Heute sind es nur noch ein paar der damals betroffenen Anwohner, die nicht aufgegeben haben. Kein Wunder, viel passiert ist nicht in Sachen Hochwasserschutz in den vergangenen Jahren. Würde sich das Hochwasser von 2013 heute wiederholen, wären die historischen Häuser entlang der Elbstraße dem Wasser ebenso schutzlos ausgeliefert wie damals. Dass es auch anderes geht, zeigt sich in im Bundesland Sachsen. Anfang Oktober fährt eine große Delegation aus Lauenburg für drei Tage in den Freistaat, um sich aus erster Hand über die Gemeinsamkeiten und Unterschiede bei der Bearbeitung der Hochwasserproblematik zu informieren. „Wir wollen schauen, was in Sachsen anders und vielleicht auch besser läuft“, sagt Bürgermeister Thorben Brackmann. Neben Mitarbeitern der Verwaltung und der Landesregierung, gehören Vertreter der Politik, des Wasser- und Bodenverbandes und der Freiwilligen Feuerwehr zur Delegation. Auch Akteure der Betroffenengemeinschaft Hochwasser wollen sich vor Ort ein Bild machen.
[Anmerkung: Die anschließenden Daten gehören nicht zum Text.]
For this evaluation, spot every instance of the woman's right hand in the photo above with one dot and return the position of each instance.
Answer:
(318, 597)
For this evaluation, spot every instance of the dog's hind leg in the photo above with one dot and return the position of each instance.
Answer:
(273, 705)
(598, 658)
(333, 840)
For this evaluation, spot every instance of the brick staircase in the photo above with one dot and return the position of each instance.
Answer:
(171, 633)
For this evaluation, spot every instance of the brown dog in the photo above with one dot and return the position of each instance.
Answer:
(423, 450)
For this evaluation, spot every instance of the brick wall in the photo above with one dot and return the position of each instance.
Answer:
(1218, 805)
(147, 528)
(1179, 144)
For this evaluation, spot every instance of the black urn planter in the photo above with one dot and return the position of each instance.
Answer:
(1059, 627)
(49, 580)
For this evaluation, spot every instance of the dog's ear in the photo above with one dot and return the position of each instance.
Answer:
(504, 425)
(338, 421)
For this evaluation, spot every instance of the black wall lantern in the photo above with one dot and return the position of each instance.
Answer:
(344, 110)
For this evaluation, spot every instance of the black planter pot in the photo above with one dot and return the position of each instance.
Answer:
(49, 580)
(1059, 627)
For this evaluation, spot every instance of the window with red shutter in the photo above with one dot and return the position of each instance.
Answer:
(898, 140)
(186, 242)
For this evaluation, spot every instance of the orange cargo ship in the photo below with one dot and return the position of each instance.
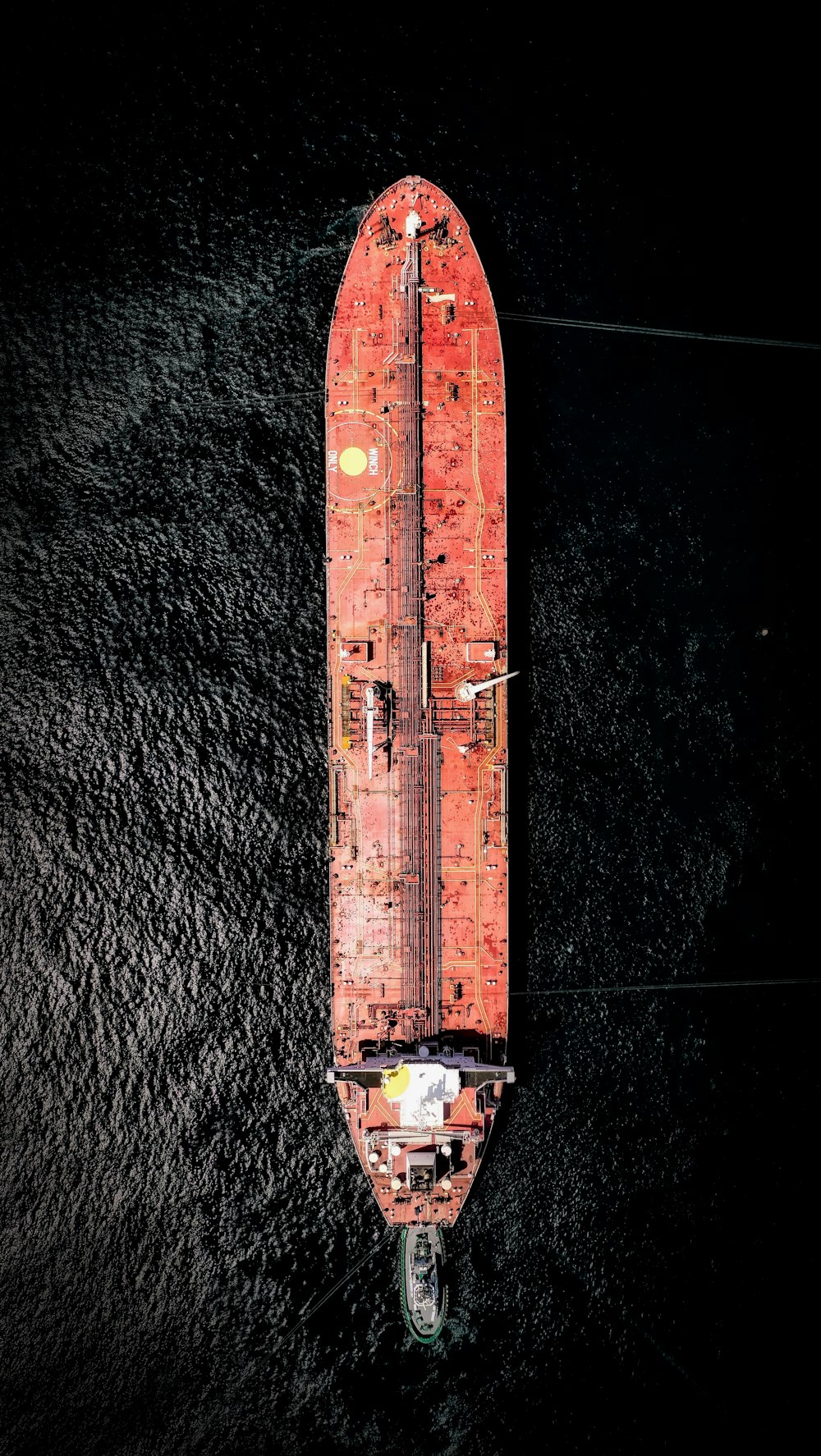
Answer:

Altstadt von Grimma ist seit 2019 gegen Hochwasser geschützt
Das große Vergessen nach der Katastrophe ist übrigens kein Lauenburger Phänomen. Im sächsischen Grimma richtete das Hochwasser der Mulde 2002 vor allem in der historischen Altstadt Schäden in Höhe von 250 Millionen Euro an. Die sächsische Landesregierung beschloss die Errichtung einer Hochwasserschutzanlage. Das Planfeststellungsverfahren dauerte nicht mal ein Jahr. Doch je mehr Zeit ins Land ging, desto mehr sträubten sich viele Menschen plötzlich gegen den Eingriff in das Stadtbild. Damals erwog man sogar, die Bürgerbeteiligung bei der Planung von Hochwasserschutzanlagen stark einzuschränken. Nach einigen gewonnenen Prozessen konnte der Freistaat 2007 endlich mit dem Bau der Anlage beginnen.
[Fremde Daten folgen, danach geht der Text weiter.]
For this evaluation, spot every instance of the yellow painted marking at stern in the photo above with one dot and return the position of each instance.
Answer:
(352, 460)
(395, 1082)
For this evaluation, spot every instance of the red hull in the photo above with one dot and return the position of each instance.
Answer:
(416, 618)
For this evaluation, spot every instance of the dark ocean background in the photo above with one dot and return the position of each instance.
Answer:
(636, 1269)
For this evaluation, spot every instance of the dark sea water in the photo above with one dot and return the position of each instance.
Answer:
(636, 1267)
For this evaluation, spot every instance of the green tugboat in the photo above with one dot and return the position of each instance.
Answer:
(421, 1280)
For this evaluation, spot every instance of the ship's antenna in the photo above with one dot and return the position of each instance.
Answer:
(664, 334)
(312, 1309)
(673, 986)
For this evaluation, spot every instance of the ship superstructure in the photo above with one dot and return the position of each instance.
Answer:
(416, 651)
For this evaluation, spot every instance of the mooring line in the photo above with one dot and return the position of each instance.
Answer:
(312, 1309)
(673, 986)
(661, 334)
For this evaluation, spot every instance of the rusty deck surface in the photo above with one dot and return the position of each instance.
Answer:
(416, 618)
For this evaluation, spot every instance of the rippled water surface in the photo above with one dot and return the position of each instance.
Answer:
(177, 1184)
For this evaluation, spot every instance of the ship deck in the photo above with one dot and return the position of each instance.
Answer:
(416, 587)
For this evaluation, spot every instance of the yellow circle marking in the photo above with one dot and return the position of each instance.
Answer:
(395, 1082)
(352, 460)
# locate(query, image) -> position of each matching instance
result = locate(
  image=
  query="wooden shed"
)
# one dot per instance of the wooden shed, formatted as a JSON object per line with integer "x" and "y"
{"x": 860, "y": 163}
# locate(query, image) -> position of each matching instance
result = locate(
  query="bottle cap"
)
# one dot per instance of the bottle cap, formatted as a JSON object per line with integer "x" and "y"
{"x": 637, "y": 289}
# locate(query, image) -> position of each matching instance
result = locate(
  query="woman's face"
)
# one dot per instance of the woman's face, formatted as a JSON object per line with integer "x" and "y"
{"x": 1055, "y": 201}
Ein paar Jahre zu später, als die Mulde 2013 erneut die Altstadt flutete, war die Anlage noch im Bau. Die Schäden waren ähnlich hoch wie 2002. Mit Fertigstellung der 57 Millionen Euro teuren Hochwasserschutzanlage erfuhr Grimma nun einen entscheidenden Wandel in der Stadtentwicklung. Obwohl die gesamte Altstadt unterirdisch sowie oberhalb geschützt ist, fällt das bemerkenswerte Bauwerk im Stadtbild kaum auf. Nach zwölf Jahren Bauzeit wurde die Hochwasserschutzanlage am 2. August 2019 offiziell eingeweiht.
Denkmalschutz in die Planung einbezogen
In Lauenburg sei die Planung des Hochwasserschutzes auch deshalb so kompliziert, weil die Belange des Denkmalschutzes berücksichtigt werden müssten, heißt es. Das war in Grimma nicht anders. Die mehr als zwei Kilometer lange und bis zwölf Meter tief in den Fels gegründete Hochwasserschutzanlage entlang des Altstadtkerns bindet dort zahlreiche denkmalgeschützte Bauten und die 800 Jahre alte Stadtmauer ein.
Unter Federführung der Technischen Universität Dresden koordinierte eine Arbeitsgruppe aus Experte für Tiefbau/Wasserbau, Hochbau/Architektur, Städtebau, Landschaftsarchitektur und Denkmalpflege die Planung und Umsetzung. Das Projekt „Hochwasserschutzanlage für Grimma an der Mulde“ erhielt 2022 den Sächsischen Staatspreis für Baukultur.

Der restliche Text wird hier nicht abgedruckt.